The latest round of grants adds an 11th team conducting “convening” research. It also extends funding to support three of the inaugural “piloting” teams to continue to pursue their research goals as they submit major external grant proposals.
Convening grants involve laying the groundwork for collaborative ideas that are likely to lead to success in generating revenue and future grant funding. Piloting grants support studies designed to provide feasibility evidence or preliminary data for joint UO-OHSU grant applications.
The recipients are:
- Project Resilience (Convening): A neurological and psychosocial collaborative to prevent occupational burnout of K-12 educators – Alexander Stevens, OHSU, and Christen Knowles, UO.
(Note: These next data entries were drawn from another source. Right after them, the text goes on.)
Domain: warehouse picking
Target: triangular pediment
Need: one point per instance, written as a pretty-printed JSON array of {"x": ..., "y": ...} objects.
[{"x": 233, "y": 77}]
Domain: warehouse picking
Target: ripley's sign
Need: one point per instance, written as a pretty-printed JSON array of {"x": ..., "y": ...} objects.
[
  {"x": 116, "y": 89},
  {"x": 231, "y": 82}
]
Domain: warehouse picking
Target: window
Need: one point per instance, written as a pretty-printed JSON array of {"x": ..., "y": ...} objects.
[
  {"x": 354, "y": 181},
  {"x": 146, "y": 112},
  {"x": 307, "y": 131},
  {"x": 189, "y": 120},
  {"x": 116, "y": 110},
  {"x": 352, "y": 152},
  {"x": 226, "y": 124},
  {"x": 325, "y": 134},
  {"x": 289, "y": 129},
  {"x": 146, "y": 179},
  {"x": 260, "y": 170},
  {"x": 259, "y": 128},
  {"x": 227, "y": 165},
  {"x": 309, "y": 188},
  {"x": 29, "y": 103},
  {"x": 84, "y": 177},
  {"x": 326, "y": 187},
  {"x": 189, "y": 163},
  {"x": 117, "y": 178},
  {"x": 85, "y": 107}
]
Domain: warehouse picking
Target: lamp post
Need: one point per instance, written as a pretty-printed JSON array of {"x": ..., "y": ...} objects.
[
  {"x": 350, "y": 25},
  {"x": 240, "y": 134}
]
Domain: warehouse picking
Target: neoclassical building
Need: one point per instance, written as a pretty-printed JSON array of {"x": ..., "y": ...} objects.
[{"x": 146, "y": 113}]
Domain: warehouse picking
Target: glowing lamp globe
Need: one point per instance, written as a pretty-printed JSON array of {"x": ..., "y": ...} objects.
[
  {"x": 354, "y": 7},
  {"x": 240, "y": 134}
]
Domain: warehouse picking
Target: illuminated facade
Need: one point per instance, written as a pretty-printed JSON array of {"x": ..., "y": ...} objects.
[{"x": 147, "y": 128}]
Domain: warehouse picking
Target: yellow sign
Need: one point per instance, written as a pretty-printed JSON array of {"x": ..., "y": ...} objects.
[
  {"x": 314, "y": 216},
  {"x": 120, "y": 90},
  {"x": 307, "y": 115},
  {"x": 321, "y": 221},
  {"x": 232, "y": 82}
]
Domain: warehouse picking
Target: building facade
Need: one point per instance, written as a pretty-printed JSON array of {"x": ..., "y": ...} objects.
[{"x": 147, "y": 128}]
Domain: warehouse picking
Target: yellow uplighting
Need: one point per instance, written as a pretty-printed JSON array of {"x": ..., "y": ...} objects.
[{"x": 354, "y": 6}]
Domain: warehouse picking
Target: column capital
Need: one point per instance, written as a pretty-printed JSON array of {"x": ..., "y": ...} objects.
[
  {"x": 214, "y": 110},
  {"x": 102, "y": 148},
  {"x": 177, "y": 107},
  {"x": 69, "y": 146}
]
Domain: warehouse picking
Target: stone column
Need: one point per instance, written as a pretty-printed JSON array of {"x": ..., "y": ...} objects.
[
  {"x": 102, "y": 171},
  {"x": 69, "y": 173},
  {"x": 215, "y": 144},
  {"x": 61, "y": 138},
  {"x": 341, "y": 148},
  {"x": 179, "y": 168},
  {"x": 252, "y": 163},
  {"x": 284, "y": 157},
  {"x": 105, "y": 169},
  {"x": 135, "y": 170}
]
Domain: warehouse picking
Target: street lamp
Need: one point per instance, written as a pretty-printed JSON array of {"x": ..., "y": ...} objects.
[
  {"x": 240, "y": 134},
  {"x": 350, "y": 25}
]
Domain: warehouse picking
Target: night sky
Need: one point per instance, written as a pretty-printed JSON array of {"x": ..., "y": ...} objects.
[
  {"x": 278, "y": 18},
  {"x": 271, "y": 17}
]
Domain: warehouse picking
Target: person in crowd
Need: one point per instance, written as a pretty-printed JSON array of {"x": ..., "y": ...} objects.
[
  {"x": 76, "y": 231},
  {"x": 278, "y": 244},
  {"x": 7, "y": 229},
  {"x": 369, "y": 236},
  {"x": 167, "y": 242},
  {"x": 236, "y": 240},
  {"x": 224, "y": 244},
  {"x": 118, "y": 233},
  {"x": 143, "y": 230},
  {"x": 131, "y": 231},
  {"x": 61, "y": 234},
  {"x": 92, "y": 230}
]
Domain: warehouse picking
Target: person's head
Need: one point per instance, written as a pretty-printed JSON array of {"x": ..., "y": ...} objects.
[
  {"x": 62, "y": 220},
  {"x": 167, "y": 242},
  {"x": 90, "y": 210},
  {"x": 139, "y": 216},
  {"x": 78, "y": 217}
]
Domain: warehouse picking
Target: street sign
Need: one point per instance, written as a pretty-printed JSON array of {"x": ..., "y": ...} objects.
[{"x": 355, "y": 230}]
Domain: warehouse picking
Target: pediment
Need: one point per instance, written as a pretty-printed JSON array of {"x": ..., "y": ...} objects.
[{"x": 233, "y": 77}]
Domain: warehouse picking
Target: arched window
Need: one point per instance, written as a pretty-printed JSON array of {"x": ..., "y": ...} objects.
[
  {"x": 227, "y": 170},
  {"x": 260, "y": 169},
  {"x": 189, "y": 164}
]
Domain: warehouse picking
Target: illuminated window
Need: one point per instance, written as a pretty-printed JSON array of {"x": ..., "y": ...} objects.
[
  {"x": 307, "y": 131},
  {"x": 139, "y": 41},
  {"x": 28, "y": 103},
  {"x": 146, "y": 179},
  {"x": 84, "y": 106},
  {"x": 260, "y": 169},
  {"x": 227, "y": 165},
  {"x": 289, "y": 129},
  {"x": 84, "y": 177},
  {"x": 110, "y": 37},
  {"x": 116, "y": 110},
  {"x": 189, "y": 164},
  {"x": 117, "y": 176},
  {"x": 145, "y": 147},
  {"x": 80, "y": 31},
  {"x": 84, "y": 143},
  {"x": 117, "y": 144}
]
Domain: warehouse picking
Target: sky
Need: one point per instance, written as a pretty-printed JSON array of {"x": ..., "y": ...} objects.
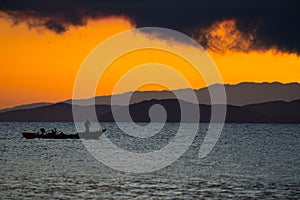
[{"x": 43, "y": 43}]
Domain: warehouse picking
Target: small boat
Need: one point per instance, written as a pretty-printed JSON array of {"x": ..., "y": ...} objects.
[{"x": 53, "y": 135}]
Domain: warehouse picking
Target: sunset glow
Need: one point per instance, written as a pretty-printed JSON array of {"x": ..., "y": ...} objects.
[{"x": 40, "y": 65}]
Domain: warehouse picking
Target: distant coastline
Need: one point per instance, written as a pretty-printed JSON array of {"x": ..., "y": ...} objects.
[{"x": 246, "y": 103}]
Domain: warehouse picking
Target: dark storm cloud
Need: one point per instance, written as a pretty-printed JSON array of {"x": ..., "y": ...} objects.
[{"x": 275, "y": 23}]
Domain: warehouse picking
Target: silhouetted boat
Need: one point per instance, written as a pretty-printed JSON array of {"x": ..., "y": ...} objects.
[{"x": 82, "y": 135}]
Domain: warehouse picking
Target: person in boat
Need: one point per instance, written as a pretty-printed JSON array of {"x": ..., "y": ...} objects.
[
  {"x": 43, "y": 131},
  {"x": 87, "y": 125}
]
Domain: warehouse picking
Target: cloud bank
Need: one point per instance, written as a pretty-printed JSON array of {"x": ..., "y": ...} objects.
[{"x": 264, "y": 24}]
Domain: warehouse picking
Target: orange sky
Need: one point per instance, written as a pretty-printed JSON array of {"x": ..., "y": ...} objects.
[{"x": 39, "y": 65}]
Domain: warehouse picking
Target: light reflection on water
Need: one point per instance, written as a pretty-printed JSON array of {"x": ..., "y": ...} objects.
[{"x": 249, "y": 160}]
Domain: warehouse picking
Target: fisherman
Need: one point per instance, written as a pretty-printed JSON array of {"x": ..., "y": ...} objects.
[{"x": 87, "y": 125}]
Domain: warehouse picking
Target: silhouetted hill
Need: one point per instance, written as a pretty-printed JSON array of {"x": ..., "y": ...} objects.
[
  {"x": 279, "y": 110},
  {"x": 270, "y": 112},
  {"x": 238, "y": 95}
]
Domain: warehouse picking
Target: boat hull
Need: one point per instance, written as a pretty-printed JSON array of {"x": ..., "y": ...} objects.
[{"x": 82, "y": 135}]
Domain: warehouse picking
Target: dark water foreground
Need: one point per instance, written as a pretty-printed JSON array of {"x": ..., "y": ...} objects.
[{"x": 249, "y": 160}]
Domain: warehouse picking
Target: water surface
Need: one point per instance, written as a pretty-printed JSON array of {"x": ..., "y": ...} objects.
[{"x": 249, "y": 160}]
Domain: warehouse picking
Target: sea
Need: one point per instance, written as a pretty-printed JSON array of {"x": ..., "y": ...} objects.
[{"x": 259, "y": 161}]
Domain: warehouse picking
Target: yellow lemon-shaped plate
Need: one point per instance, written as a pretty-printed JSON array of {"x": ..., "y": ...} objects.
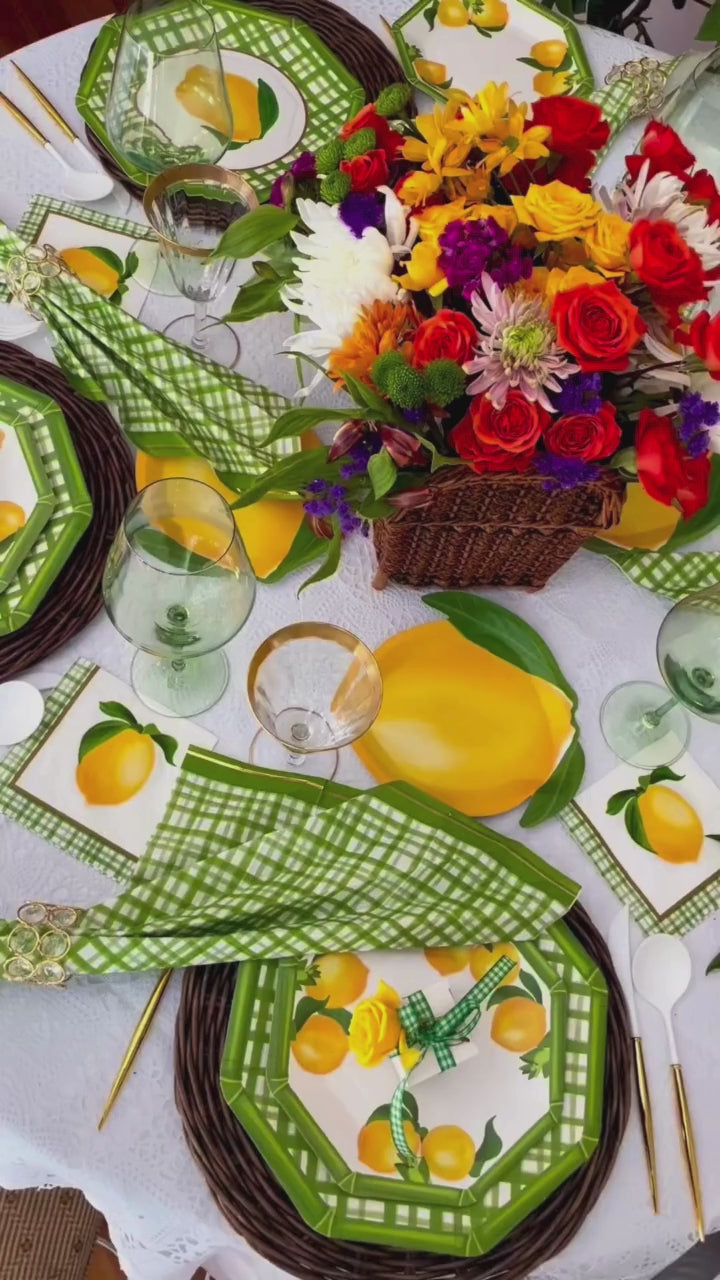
[{"x": 463, "y": 725}]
- Nanohoops as New Materials for Multiplexed Biological Imaging (Piloting Phase Two) – Ramesh Jasti, UO, and Xiaolin Nan, OHSU.
- Developing Bio-Inspired Fractal Implants to Restore Vision to Patients with Retinal Diseases: In Vivo Studies (Piloting Phase Two) – Richard Taylor, UO, and Trevor McGill, OHSU.
- Predicting Healthcare-Associated Clostridioides Difficile Infection Probabilities in Inpatient Units (Piloting Phase Two) – Kevin Van Den Wymelenberg, UO, and Robert Martindale, OHSU.
Additional piloting grants (Phase I for new research teams) are due to be announced in December 2019. Eventually, all funded research teams will build on the seed grant activities to propose external funding requests to the National Institutes of Health, National Science Foundation, U.S. Department of Justice, MacArthur Foundation, Templeton Foundation and other funders of research.
The initial idea for the seed-funding program emerged during a daylong summit that took place in 2017. Researchers and institutional leaders from OHSU and UO identified research topics where each institution has complementary strengths, discussed existing barriers to collaboration and brainstormed solutions.